Press release: New hope for sufferers of CFS/ME and fibromyalgia on international awareness day

There are finally good news for people with CFS/ME (chronic fatigue syndrome/myalgic encephalomyelitis) and fibromyalgia. For years they have been told that there is no treatment, but in fact there are hundreds of medications that can help. Maija Haavisto's new book features over 250 of them, backed up both by research and the experience of dozens of high-profile CFS/ME and fibromyalgia experts. Every symptom from vertigo to abdominal pain is covered.

Maija Haavisto hopes that her book will instill hope in the sufferers and make doctors more open to non-traditional pharmaceutical approaches. Many patients are anxiously waiting for some miracle cures that the research will bring out, but the Finnish medical writer says there is already plenty that can be done for them.

"You have to abandon the old, simplistic idea that stimulants are for tiredness, antidepressants are for depression, blood pressure drugs are for hypertension, and so on," Haavisto says. "CFS/ME and fibromyalgia can be treated with e.g. Alzheimer's medications, antihistamines, steroid hormones and even some cancer drugs. A sleep aid may help pain and a painkiller can reduce fatigue. The first and so far only FDA-approved fibromyalgia drug Lyrica is in fact an anticonvulsant, an epilepsy drug. But doctors don't know that most anticonvulsants can be used to treat CFS/ME and fibromyalgia."

Haavisto has suffered from CFS/ME herself since 2000 and at one point it looked like she would end up in wheelchair. She credits her improvement to a peculiar cocktail of pharmaceuticals - a medication used in drug and alcohol withdrawal, another one indicated for cerebral hemorrhage and a third one for cortical myoclonus, a combination she selected on her doctor's approval.

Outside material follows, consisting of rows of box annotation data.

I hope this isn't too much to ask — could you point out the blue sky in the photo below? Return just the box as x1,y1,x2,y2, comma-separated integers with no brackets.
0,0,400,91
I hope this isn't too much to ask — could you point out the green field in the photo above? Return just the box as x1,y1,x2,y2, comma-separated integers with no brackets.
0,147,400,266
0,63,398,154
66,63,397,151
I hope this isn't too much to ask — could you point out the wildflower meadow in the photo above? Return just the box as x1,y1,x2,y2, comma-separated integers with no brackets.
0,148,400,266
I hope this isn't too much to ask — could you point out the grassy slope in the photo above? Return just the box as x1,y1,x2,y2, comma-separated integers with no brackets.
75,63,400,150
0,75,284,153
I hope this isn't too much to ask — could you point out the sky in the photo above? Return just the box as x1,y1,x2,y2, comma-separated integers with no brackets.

"It's unbelievable how little treatment most patients are given in this day and age. Many are told 'try not to think about your symptoms too much,' which isn't of much comfort to someone who is wheelchair-bound or in agonizing pain around the clock. Some patients unfortunately end up committing suicide because of hopelessness and despair." Haavisto dedicated her book to a woman who took her own life because she could no longer bear her intractable pain that had lasted for over a decade.

"Unlike most others, professional atheletes who get CFS/ME and fibromyalgia tend to recover," Haavisto points out. "It could be that this is because they are more fit to begin with, but I think it also proves that appropriate treatment can do wonders. These people have excellent doctors who are aggressively trying new treatments, and they get better. It is hardly a coincidence."

Maija Haavisto's book "Reviving the Broken Marionette" is launched world-wide on May 12th, a date that is celebrated as the international CFS/ME/fibromyalgia awareness day after Florence Nightingale's birthday. The nursing pioneer suffered for years from a fatiguing illness, which is now thought to have been CFS/ME or fibromyalgia.